Behind the Scenes - First Days At a Client
I’ve arrived at the client, and after early conversations with various buyers and leaders, I’m now on the ground and ready to start my engagement. Though, what am I thinking so far, and what steps am I about to take?
I’ll give an example. In this scenario, I’ve been asked to help some teams become more agile. The engagement is three months, and the team is critical to company success. They are often required to hit demanding deadlines often within hours, or there is business disruption.
It’s Not What They Say It Is
The first thing I’m thinking of is that what I’ve been told so far is part of the story. I don’t know anything about the people I’m working with yet, but that will come soon. I know that when my client asked me to help their team go agile, I only got part of that story, and without the rest, I may start wasting people’s time.
So, I schedule meetings with the leaders who contacted me, and I speak with them individually. I ask questions like.
- When three months have passed, and you get my final invoice, what would have made this time worthwhile for you?
- What have you tried so far in helping these teams?
- What types of things or changes are off-limits?
- What aren’t you telling me?
- How would you like me to keep you up-to-date going forward?
- What can we both agree to look at that will indicate things are successful?
- What will make this fail?
I ask my questions, be quiet, and listen. I make notes as they talk and ask more questions to get a complete picture of what they mean. These answers become a part of the foundation I’ll use working with them in the future.

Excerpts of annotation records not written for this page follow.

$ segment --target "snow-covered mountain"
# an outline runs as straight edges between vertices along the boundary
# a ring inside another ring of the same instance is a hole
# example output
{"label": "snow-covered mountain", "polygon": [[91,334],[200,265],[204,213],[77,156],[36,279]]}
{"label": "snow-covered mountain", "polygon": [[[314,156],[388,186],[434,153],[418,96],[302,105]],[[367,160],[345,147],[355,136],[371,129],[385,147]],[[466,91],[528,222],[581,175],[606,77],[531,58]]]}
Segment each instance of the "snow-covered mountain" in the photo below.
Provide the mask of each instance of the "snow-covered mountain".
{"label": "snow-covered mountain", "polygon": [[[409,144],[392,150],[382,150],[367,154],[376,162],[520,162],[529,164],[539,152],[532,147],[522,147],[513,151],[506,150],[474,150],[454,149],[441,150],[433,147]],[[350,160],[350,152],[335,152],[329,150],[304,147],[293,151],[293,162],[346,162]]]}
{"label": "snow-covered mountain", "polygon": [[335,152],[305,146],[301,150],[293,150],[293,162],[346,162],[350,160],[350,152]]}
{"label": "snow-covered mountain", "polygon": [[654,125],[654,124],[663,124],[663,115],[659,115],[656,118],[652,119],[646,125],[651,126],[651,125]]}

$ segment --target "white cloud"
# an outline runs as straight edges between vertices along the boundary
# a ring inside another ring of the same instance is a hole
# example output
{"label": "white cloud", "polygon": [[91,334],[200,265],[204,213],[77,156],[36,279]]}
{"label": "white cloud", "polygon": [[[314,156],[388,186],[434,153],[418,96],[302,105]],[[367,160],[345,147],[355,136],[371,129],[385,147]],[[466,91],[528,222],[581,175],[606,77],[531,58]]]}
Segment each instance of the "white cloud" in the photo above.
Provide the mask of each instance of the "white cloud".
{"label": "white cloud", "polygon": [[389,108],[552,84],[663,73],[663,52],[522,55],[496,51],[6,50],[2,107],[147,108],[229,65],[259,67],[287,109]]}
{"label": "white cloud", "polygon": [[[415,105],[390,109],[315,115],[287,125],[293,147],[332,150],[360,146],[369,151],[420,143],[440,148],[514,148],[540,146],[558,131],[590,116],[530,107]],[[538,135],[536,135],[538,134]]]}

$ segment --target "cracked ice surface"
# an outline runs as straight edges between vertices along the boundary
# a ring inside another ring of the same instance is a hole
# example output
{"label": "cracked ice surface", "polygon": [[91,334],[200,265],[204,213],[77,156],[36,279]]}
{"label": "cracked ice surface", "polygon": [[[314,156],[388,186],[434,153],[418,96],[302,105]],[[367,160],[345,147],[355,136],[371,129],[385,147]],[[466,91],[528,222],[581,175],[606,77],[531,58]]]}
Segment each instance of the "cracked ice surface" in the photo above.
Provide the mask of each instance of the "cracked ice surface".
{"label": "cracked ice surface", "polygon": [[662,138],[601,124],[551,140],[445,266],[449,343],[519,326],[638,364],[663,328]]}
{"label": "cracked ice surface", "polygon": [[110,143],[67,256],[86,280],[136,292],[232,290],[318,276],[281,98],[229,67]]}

I don’t expect the answers I get to align or match. If they are incompatible, however, I’ll address that in a meeting. Otherwise, I consider it acceptable that people have different needs and expectations. My job is to know them and be the expert with all of that in my head.
The Front Lines
Now I need to know about the groups I’ve been sent to help. I will typically do this in two parts. First, I’ll observe for a week or two how things are going. During this time, I’m looking at.
- Interaction styles
- Stress levels
- Information flow
- Collaborative style
- Passionate and passive people
- Interruptions
There are other things too, but looking at these things gives me an idea of how much I can introduce before it is too much for people to handle. It also shows me places where I can provide relief to the team.
The second thing I’m doing is meeting with the team and individually. With the group, I keep it to an introduction built around a sincere expression as to what I’m there for and what I’m not. I lay it all out there for them. I let them tell me what they think. I ask them what they want too.

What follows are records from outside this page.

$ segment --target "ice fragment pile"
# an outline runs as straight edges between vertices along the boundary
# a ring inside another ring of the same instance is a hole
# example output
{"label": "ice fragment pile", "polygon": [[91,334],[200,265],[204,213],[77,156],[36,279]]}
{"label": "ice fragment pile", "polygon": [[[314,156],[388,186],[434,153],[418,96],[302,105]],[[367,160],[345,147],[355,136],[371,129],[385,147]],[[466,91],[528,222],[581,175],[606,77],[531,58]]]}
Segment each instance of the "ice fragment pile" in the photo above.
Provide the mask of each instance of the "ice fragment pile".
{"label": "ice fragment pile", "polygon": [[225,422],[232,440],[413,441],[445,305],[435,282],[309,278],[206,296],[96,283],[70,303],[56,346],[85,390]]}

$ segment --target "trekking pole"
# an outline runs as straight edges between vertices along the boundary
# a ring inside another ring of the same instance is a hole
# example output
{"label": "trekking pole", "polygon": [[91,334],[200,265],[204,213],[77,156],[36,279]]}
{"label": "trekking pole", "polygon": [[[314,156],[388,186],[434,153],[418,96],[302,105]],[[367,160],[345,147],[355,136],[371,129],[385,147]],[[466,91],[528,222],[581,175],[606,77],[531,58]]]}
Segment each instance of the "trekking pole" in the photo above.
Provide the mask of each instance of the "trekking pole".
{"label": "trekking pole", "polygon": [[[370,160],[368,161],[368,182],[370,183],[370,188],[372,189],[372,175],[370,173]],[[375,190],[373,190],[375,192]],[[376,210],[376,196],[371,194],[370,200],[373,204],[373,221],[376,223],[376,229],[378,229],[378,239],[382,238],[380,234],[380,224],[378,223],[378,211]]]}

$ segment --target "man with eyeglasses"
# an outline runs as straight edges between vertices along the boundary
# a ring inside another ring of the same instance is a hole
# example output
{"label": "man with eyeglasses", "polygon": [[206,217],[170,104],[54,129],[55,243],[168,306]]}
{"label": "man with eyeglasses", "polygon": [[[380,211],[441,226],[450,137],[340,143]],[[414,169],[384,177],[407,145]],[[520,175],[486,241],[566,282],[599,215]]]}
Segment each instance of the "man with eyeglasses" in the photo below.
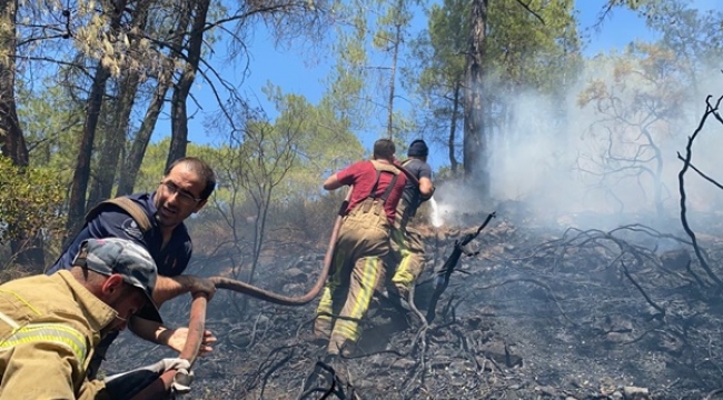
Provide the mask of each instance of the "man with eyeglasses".
{"label": "man with eyeglasses", "polygon": [[[80,243],[86,239],[129,239],[145,247],[158,266],[158,281],[153,291],[153,301],[158,307],[184,293],[204,292],[210,300],[216,291],[214,283],[200,277],[181,273],[188,267],[192,252],[191,239],[184,221],[204,208],[215,188],[216,176],[206,162],[194,157],[175,161],[164,173],[155,192],[118,198],[130,200],[137,206],[133,209],[142,210],[146,222],[149,222],[147,229],[139,224],[138,216],[112,201],[102,202],[89,212],[82,230],[47,273],[70,269]],[[179,352],[188,334],[187,328],[169,329],[138,317],[130,321],[129,329],[142,339],[168,346]],[[88,369],[91,379],[98,373],[105,353],[117,336],[118,332],[109,333],[98,347]],[[204,339],[201,352],[211,351],[209,344],[216,341],[216,338],[206,332]]]}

When I meet individually, it is much like the above meeting with leaders, but I’m also asking about these people’s career and team interactions. I want to know why they’re here and where they want to go. I want to know who they work well with and who they can’t seem to get along with.
Quick Win First
I know what the leaders want from me, I know what the team wants and how they’re jiving, now its time to get moving. All my conversations so far yield a list of small changes that can provide quick relief. The leaders may not care, but immediate relief is an important step.
If I go directly at the big “Make them agile” idea, I’ll create a lot of disruption to a group that is getting by just fine. They are likely to reject such a broad and nebulous set of changes, especially when they are business-critical. I need to show them I can improve what they are already doing and use that as a platform for future changes.

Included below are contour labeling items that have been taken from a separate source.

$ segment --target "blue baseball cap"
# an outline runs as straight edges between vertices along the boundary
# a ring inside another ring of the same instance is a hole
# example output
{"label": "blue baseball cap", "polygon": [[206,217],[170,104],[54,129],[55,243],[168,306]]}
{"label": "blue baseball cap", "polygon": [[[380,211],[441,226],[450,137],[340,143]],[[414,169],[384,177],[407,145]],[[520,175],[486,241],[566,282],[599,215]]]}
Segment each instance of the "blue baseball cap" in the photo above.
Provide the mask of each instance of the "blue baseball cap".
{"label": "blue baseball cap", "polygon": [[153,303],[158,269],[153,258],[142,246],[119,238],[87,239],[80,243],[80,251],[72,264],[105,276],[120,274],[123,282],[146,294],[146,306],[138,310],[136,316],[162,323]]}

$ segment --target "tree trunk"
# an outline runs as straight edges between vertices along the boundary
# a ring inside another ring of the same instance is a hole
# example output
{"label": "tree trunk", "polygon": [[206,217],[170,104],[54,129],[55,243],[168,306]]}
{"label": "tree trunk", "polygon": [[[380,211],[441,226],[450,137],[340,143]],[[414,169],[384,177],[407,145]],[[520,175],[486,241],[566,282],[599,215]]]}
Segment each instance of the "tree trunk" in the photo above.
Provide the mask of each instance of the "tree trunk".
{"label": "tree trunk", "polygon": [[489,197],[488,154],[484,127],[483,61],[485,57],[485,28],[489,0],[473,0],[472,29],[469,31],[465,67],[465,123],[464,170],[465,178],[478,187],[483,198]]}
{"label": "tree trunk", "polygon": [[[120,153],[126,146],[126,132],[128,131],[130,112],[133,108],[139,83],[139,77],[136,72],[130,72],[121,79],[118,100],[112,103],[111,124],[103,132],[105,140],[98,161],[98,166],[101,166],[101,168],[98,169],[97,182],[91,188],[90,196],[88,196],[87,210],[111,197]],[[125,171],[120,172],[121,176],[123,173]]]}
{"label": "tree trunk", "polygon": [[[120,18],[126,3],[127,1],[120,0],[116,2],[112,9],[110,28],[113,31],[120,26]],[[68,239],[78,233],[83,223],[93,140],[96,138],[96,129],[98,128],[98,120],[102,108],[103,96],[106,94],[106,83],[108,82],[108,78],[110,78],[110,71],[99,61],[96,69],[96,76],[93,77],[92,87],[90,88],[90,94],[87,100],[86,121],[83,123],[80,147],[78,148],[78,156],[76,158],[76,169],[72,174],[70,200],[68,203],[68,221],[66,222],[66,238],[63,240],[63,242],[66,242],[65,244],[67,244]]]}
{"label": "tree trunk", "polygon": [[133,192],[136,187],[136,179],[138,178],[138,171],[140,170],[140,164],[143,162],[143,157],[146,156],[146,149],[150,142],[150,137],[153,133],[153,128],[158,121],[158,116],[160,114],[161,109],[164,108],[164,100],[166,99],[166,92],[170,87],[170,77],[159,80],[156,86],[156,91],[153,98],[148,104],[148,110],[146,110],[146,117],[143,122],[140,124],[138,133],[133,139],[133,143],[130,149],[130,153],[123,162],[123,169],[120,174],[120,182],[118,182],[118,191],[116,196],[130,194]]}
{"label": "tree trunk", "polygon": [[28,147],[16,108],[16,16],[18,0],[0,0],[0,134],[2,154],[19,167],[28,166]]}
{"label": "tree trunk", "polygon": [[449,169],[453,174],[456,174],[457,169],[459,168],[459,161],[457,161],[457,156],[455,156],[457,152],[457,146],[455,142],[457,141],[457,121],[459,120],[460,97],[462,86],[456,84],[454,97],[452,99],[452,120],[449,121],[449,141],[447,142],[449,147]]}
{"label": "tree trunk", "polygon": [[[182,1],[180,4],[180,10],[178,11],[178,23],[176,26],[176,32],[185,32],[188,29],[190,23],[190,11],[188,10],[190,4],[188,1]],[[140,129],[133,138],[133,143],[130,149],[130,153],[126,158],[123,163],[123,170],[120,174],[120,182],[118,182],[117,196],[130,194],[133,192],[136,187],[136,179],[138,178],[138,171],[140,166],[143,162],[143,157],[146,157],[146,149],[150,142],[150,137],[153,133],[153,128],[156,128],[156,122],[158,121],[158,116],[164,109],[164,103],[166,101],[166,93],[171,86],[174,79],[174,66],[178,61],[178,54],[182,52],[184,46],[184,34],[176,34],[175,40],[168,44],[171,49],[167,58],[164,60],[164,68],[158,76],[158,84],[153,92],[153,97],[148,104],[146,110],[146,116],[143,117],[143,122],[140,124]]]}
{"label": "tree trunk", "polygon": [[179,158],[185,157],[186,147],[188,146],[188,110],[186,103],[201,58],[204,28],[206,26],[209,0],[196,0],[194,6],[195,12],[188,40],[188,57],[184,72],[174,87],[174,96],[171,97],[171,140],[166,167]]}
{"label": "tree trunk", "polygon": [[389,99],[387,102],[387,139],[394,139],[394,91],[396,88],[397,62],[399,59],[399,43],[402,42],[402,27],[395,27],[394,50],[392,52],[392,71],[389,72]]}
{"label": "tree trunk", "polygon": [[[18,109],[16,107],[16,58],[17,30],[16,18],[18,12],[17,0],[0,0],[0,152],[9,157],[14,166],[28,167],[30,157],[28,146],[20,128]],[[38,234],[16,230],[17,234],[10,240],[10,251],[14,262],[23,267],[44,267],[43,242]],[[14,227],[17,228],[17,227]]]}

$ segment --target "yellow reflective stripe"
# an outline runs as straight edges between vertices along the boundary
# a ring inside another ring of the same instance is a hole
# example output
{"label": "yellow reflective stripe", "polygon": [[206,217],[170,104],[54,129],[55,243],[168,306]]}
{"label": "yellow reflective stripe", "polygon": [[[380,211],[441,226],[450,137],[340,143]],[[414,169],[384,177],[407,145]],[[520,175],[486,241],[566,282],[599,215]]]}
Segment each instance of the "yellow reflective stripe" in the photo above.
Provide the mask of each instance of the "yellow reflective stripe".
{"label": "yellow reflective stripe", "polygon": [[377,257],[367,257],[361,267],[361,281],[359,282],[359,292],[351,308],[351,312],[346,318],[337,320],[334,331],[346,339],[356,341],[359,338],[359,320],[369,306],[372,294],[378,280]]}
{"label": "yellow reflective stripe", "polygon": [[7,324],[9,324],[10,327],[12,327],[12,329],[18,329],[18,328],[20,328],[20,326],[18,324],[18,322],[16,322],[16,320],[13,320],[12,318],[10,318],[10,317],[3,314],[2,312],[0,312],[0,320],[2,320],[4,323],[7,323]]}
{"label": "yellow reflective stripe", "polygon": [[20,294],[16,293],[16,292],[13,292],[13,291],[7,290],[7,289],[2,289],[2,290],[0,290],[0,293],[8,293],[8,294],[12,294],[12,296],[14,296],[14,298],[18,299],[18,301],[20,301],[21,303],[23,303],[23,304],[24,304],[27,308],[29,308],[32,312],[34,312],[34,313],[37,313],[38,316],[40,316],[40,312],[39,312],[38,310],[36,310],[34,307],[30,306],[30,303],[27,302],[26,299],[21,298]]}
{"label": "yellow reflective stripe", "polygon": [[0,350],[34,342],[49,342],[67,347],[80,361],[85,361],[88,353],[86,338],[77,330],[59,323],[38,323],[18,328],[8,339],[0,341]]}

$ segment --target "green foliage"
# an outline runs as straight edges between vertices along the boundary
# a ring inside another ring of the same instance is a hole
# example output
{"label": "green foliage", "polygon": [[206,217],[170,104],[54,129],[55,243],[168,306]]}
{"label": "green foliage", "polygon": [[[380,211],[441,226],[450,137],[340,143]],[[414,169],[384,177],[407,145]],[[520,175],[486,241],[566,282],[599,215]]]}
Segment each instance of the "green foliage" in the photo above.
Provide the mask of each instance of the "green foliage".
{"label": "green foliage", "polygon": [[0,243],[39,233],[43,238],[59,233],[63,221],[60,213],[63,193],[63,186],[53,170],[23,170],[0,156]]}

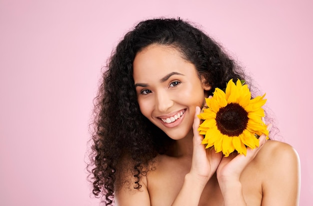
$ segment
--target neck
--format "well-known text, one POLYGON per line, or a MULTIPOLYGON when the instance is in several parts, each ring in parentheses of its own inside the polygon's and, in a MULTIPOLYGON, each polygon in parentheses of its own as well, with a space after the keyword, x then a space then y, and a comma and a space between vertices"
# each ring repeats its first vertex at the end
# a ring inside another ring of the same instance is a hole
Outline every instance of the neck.
POLYGON ((194 134, 192 129, 185 137, 176 141, 168 155, 176 157, 192 157, 193 138, 194 134))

Often areas that provide quick relief are:
- Visualizing work
- Handoffs between teammates
- Having people work together instead of alone
- Fixing various “Agile” meetings
I say quick because everyone knows the problem, fixes require almost no permissions or tools or building to accomplish, and the relief is immediate.
Feedback Network
If it isn’t obvious, I’ve set up personal relationships with almost everyone involved with my engagement. I do this so that as I investigate and suggest changes, two things happen. First, these people will often explain and endorse me if my moves seem confusing to someone outside. Second, I can sense what impact I’m having and especially if I’m pushing too hard. That feedback is how I know when to slow down, break things apart, change course, and so on.
Anyway, that’s a little bit behind the scenes of what my first two weeks are at a client. I hope you found it helpful, and if it was, let me know what you’d like me to write about next!